While international attention remains heavily focused on food and medicine, black-market profiteers have quietly monopolized the remaining stocks of engine oil, vehicle tires, and generator spare parts. They have inflated the cost of basic items by several thousand percent, completely strangling the day-to-day survival of over a million displaced civilians.
The Mathematics of Exploitation
The financial numbers coming out of the region reveal a systematic exploitation of human misery by underground traders. Before the conflict, a single liter of standard engine oil cost roughly 25 shekels (about $7). Today, black-market gangs are selling that exact same liter of oil, which is frequently old, degraded stock, for a staggering 2,200 shekels ($570).

A basic, tiny rubber engine sealing component that used to retail for less than 10 shekels is now being sold for hundreds. Mechanized workshops in the al-Mawasi area have resorted to completely tearing apart functional vehicles just to use their engines, gearboxes, and head gaskets to keep medical and civilian transport alive.

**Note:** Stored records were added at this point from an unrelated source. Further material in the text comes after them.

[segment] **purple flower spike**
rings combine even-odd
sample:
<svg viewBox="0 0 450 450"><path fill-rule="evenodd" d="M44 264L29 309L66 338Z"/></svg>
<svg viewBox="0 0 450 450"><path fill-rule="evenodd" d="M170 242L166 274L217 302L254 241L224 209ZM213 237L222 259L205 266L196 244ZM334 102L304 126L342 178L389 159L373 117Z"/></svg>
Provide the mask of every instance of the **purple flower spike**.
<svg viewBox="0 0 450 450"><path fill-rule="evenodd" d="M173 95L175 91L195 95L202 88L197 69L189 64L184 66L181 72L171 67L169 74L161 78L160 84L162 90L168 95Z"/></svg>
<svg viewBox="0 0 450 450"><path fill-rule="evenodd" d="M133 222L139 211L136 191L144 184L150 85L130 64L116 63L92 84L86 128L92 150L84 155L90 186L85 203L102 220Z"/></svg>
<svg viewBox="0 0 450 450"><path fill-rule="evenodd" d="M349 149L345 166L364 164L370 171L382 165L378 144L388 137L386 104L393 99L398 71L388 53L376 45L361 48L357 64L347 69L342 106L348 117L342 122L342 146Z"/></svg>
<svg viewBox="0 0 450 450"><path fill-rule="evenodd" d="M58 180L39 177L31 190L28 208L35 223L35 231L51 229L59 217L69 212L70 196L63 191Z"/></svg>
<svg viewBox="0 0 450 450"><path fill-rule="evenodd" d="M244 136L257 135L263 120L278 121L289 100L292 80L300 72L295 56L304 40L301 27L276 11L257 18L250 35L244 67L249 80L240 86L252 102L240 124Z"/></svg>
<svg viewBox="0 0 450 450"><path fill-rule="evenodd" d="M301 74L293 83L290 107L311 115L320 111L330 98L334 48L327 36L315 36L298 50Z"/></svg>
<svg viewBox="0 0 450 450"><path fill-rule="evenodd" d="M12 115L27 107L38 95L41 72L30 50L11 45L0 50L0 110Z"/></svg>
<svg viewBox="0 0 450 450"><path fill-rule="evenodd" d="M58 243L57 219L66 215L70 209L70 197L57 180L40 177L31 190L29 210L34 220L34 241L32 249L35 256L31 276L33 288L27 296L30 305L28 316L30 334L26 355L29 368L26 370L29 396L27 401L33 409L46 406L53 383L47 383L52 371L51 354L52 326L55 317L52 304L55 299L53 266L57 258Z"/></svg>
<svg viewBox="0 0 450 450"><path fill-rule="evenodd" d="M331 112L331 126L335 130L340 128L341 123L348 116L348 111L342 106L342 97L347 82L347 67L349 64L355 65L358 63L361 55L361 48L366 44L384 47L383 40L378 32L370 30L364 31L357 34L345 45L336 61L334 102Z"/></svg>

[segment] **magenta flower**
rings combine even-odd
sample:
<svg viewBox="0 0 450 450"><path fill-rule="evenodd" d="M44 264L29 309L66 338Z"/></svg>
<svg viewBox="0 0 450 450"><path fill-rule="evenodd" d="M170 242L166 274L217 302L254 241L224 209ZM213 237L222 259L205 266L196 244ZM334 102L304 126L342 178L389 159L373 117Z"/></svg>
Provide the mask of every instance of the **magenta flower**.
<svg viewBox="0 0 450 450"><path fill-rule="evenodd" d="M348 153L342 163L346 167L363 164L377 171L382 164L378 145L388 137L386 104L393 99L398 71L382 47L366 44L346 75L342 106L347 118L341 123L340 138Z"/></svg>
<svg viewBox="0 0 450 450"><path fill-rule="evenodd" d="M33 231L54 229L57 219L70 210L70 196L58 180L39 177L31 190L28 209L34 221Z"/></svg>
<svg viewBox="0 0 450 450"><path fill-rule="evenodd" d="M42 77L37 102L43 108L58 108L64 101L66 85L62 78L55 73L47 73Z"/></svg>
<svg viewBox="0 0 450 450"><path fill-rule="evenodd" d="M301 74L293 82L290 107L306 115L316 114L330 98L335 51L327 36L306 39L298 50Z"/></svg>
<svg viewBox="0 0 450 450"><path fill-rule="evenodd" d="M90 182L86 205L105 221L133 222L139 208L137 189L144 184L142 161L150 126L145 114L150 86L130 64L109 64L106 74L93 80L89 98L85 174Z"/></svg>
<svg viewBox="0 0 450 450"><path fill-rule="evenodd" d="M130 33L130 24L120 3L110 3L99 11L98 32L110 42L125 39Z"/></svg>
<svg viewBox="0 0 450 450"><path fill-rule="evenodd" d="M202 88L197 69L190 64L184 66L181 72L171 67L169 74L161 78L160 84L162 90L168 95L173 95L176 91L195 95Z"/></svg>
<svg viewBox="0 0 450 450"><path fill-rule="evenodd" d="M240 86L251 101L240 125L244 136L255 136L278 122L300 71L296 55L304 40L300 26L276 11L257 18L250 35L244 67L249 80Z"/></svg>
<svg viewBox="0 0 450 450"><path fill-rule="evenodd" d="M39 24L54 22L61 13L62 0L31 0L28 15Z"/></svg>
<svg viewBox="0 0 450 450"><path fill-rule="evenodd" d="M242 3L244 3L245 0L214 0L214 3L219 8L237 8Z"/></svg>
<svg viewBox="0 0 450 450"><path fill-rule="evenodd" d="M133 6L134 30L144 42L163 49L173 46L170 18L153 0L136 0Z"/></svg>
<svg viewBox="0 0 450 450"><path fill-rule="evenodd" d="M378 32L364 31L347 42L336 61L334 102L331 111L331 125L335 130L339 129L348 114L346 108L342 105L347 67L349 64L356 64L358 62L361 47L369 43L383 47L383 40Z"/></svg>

Gaza’s Black-Market Elites Are More Dangerous Than the Bombs
Let’s look past the sanitizing language of international aid agencies and call this exactly what it is: an absolute moral abomination perpetrated by local war profiteers. While innocent children are starving and medical workers are forced to perform surgeries in pitch-black rooms, a wealthy group of black-market elites is sitting on stockpiles of engine oil, choosing to extort their own dying neighbors for thousands of dollars.

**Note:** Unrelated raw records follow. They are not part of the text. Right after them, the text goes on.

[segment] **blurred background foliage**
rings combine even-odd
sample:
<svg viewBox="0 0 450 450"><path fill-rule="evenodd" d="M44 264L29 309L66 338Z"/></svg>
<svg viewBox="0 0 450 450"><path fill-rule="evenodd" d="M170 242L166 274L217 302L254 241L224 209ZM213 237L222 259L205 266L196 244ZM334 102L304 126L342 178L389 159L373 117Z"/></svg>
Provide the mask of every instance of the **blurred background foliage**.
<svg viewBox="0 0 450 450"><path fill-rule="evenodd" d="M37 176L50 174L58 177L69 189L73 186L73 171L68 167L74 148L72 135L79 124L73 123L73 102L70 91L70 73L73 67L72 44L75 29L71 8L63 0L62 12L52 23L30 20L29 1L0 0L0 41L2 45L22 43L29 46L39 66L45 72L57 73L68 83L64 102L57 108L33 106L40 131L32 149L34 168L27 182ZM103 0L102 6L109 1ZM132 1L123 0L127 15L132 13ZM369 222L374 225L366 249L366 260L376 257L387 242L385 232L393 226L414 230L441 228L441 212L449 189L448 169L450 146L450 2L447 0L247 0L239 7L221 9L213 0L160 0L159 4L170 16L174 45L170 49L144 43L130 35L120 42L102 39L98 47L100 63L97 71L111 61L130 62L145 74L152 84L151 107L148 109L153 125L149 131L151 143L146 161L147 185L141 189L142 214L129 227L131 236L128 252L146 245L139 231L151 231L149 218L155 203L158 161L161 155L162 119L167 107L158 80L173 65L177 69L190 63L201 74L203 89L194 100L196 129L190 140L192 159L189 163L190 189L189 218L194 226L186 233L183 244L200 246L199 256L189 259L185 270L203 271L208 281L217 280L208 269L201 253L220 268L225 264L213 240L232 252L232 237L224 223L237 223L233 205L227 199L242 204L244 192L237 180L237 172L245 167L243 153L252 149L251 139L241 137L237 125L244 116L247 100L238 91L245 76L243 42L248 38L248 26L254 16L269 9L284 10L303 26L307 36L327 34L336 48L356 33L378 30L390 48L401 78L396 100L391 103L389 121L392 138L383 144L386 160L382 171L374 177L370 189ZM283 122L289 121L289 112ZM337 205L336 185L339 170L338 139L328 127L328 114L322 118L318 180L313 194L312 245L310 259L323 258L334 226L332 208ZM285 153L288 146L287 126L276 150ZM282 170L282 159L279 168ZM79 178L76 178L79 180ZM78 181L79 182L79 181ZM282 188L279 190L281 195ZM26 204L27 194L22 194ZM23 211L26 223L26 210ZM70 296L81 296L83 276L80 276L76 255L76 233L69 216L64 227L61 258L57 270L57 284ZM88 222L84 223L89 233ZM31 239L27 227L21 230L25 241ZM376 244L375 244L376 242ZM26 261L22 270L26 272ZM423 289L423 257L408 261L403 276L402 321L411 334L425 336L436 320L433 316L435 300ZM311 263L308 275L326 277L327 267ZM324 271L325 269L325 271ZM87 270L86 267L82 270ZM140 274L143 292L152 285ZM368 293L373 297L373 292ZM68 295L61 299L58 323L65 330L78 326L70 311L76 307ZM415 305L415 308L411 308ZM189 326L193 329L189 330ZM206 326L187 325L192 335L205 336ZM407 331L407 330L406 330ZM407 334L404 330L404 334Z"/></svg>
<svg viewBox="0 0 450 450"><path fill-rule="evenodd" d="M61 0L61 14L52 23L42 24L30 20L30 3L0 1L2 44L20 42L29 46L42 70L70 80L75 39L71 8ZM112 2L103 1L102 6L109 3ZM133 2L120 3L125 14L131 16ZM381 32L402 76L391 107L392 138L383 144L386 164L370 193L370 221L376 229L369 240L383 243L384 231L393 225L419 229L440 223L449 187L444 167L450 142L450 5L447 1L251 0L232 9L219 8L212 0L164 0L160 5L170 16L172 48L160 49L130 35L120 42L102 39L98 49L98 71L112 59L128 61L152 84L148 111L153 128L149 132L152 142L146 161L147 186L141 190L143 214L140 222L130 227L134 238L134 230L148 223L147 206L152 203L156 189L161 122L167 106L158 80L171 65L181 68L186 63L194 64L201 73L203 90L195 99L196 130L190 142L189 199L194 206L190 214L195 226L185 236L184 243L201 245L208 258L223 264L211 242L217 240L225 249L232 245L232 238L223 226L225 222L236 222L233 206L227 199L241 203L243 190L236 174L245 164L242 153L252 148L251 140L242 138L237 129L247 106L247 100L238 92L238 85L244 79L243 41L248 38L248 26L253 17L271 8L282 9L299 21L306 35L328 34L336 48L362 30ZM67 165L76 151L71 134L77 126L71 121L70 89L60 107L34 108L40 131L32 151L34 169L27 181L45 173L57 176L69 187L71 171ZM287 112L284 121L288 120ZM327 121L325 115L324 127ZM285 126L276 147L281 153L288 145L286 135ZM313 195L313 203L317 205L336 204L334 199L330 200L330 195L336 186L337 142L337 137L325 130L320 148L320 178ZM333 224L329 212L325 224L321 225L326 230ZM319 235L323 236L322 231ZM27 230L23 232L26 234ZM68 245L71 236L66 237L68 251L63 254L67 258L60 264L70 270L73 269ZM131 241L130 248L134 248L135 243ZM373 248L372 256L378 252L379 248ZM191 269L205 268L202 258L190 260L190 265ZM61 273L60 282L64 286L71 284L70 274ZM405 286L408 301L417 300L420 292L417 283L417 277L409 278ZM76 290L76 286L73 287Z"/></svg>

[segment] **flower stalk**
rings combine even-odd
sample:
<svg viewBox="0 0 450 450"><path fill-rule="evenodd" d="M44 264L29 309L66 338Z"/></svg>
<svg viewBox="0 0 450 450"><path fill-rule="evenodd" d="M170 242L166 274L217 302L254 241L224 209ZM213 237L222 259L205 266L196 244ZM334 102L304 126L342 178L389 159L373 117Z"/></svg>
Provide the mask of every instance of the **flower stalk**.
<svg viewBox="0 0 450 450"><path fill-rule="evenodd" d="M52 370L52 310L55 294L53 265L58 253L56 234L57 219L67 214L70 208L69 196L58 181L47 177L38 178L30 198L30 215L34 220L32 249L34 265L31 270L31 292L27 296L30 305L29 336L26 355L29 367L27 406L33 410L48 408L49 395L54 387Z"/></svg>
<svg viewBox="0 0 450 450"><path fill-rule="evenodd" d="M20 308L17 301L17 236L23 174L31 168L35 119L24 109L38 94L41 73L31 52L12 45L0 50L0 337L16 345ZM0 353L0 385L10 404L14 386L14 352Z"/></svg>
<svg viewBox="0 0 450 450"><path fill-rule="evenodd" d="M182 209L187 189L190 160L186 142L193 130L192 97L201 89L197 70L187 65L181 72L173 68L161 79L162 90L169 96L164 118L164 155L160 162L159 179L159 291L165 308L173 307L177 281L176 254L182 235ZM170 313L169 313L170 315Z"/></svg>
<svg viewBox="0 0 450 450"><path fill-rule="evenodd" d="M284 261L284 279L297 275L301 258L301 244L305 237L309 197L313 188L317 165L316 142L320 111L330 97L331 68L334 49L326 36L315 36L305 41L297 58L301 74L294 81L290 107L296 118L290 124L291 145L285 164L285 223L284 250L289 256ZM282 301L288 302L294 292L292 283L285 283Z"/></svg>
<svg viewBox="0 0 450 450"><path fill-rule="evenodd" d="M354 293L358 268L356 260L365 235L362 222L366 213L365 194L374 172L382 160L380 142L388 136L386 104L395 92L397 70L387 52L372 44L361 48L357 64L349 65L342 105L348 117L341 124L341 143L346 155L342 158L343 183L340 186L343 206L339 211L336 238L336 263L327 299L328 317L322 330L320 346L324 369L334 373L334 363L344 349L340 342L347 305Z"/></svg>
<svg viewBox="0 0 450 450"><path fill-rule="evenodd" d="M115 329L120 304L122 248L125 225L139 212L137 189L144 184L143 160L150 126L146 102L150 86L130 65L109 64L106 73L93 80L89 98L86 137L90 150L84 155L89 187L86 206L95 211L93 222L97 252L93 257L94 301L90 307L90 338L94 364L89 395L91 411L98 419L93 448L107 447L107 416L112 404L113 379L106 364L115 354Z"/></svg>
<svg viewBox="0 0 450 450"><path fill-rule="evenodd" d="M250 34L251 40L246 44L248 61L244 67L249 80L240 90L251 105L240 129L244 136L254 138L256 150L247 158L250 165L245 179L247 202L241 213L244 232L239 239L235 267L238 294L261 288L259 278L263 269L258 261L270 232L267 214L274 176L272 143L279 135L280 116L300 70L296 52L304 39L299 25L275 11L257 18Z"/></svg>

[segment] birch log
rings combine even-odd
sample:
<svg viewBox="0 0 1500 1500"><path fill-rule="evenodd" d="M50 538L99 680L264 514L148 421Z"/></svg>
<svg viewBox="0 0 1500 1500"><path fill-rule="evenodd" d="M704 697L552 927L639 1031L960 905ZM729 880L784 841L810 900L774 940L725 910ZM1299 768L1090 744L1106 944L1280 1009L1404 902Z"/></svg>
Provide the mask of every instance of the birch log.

Charging $570 for a single liter of old engine oil isn’t a “supply chain issue” it is deliberate, targeted economic murder.

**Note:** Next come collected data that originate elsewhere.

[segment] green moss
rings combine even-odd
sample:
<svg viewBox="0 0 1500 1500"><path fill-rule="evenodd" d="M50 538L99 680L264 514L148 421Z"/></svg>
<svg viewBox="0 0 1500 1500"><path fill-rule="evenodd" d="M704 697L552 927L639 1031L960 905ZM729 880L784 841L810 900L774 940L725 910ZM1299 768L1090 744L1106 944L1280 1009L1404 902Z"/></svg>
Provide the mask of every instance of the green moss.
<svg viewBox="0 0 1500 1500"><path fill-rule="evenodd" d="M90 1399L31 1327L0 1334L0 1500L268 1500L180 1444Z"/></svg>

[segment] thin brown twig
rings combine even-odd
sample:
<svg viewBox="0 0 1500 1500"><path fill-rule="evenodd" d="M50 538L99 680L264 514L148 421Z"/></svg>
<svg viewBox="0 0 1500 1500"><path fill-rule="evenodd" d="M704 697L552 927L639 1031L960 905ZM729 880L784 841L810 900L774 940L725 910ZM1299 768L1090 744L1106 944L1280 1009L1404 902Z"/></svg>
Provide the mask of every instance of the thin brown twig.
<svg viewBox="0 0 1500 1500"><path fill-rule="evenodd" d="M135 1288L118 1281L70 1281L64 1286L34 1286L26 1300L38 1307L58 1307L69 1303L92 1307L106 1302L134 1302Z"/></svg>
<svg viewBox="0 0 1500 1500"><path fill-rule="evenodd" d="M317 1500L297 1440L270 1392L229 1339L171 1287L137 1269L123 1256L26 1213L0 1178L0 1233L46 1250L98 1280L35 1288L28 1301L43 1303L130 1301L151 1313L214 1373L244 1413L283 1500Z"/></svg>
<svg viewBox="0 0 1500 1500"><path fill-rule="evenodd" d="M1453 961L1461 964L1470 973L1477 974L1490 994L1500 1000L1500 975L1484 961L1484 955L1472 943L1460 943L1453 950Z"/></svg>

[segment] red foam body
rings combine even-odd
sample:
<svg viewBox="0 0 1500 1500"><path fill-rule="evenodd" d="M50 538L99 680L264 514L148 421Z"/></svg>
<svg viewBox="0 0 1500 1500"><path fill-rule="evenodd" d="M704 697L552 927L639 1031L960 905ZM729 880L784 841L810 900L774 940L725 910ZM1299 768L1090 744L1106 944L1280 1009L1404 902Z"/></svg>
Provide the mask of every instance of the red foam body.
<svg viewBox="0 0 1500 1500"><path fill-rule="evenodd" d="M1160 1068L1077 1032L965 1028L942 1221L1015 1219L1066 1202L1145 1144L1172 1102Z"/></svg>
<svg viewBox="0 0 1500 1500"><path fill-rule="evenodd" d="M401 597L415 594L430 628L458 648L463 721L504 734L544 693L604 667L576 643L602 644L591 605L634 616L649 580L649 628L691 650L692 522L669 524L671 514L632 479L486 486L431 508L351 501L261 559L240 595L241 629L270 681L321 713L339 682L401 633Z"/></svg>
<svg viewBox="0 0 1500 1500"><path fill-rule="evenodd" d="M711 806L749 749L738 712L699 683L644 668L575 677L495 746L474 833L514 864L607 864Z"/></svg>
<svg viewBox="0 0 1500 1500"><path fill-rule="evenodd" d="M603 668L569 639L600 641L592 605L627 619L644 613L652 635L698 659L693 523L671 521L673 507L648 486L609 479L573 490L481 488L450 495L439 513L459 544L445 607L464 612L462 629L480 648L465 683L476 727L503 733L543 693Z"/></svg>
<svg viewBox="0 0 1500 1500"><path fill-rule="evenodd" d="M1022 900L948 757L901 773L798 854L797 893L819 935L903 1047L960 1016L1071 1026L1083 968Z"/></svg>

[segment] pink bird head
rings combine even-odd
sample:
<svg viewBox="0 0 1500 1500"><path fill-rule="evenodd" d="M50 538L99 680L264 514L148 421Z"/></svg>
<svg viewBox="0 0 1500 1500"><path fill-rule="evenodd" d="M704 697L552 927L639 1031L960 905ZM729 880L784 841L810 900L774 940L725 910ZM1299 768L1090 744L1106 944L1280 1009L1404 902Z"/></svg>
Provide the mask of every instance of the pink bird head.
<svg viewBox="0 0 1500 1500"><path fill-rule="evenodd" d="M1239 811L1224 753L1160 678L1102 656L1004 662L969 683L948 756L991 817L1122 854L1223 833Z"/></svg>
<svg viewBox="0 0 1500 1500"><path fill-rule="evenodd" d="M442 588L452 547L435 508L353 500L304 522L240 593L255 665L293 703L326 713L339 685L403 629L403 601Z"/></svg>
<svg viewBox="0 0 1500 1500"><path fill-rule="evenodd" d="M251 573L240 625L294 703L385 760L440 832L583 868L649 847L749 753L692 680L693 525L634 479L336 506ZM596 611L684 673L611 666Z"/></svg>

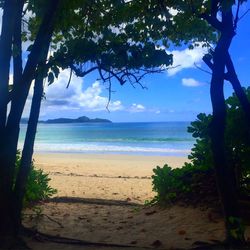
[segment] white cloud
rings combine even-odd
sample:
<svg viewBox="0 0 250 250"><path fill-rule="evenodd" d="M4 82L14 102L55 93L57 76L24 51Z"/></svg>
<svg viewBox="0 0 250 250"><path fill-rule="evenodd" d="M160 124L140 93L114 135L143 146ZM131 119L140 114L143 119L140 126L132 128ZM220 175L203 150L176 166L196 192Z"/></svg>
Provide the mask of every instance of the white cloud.
<svg viewBox="0 0 250 250"><path fill-rule="evenodd" d="M143 105L141 105L141 104L133 103L129 110L132 113L138 113L138 112L145 111L146 108Z"/></svg>
<svg viewBox="0 0 250 250"><path fill-rule="evenodd" d="M173 67L175 67L167 70L168 75L173 76L183 69L194 68L194 63L200 65L206 51L207 49L202 46L194 49L167 51L173 54Z"/></svg>
<svg viewBox="0 0 250 250"><path fill-rule="evenodd" d="M72 76L69 88L66 89L69 80L69 71L64 70L59 78L50 86L45 86L46 99L43 101L43 111L59 110L82 110L82 111L101 111L106 110L108 98L102 96L103 88L99 82L94 82L90 87L83 90L83 80ZM121 101L110 101L109 110L122 110Z"/></svg>
<svg viewBox="0 0 250 250"><path fill-rule="evenodd" d="M168 11L169 11L170 15L172 15L172 16L176 16L178 14L178 10L173 9L173 8L169 8Z"/></svg>
<svg viewBox="0 0 250 250"><path fill-rule="evenodd" d="M193 78L183 78L181 82L182 82L182 85L186 87L199 87L199 86L204 85L204 83L199 82Z"/></svg>
<svg viewBox="0 0 250 250"><path fill-rule="evenodd" d="M45 84L45 99L42 101L41 116L53 117L55 114L64 116L72 111L74 113L106 111L108 104L108 92L102 87L98 81L94 82L88 88L83 89L83 80L75 75L72 75L69 88L68 84L70 72L69 70L61 71L59 78L52 85ZM23 117L28 117L29 107L32 100L33 85L25 107ZM159 108L146 108L143 104L133 103L132 105L124 106L120 100L113 100L109 103L108 109L114 111L124 111L129 113L154 113L160 114ZM84 114L84 113L83 113Z"/></svg>
<svg viewBox="0 0 250 250"><path fill-rule="evenodd" d="M3 9L0 9L0 30L2 30Z"/></svg>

What makes this even more repulsive is the complete paralysis it has caused for essential medical facilities like the al-Aqsa Martyrs hospital. The facility had to shut down its primary surgical operating rooms because a small supporting generator broke down, and there are no parts left to fix it.
The people doing this are local mafias and black-market cartels who are actively weaponizing the border restrictions to build personal empires. They know that a hospital or a commercial bakery has no choice but to pay their blood-money prices. By allowing these cartels to hoard and manipulate the prices of basic machinery components, the local authorities have completely failed their people. These profiteers are bleeding Gaza dry from the inside out, and they deserve the exact same international condemnation as the forces dropping the bombs.
The Total Breakdown of Daily Survival
The geometric spike in the price of basic mechanical goods has triggered a massive domino effect across every sector of civilian life.
The Civil Defense rescue force has publicly warned that its firefighting and rescue operations are on the verge of a total, permanent standstill. The organization has already been forced to abandon three fire trucks and two ambulances simply because they cannot afford the thousands of shekels required to purchase simple cylinder head gaskets and engine oil. As a direct result, paramedics are now only responding to the absolute most critical, life-threatening emergencies, leaving thousands of calls completely unanswered.
Furthermore, the clean water supply has dropped by thousands of cubic meters a day because desalination plants cannot maintain their heavy machinery.
Displaced families are being forced to completely cut back on basic hygiene, leading to a massive spike in skin diseases and infections among young children. Even the regional Bakery Owners Association has confirmed that several major bread lines have stopped operations entirely because they cannot afford the astronomical black-market fuel and oil prices required to run their ovens.
A Crisis of Accountability
With firewood now costing over $3 a kilogram, families are actively burning toxic plastic and nylon trash just to cook whatever raw food they can find. The $570 engine oil crisis proves that the humanitarian catastrophe in Gaza is being heavily multiplied by an unregulated, ruthless criminal underworld. Until international oversight forces a transparent, fair distribution of mechanical supplies and clamps down on internal war profiteering, the civilian population will continue to be crushed between foreign military operations and domestic economic predators.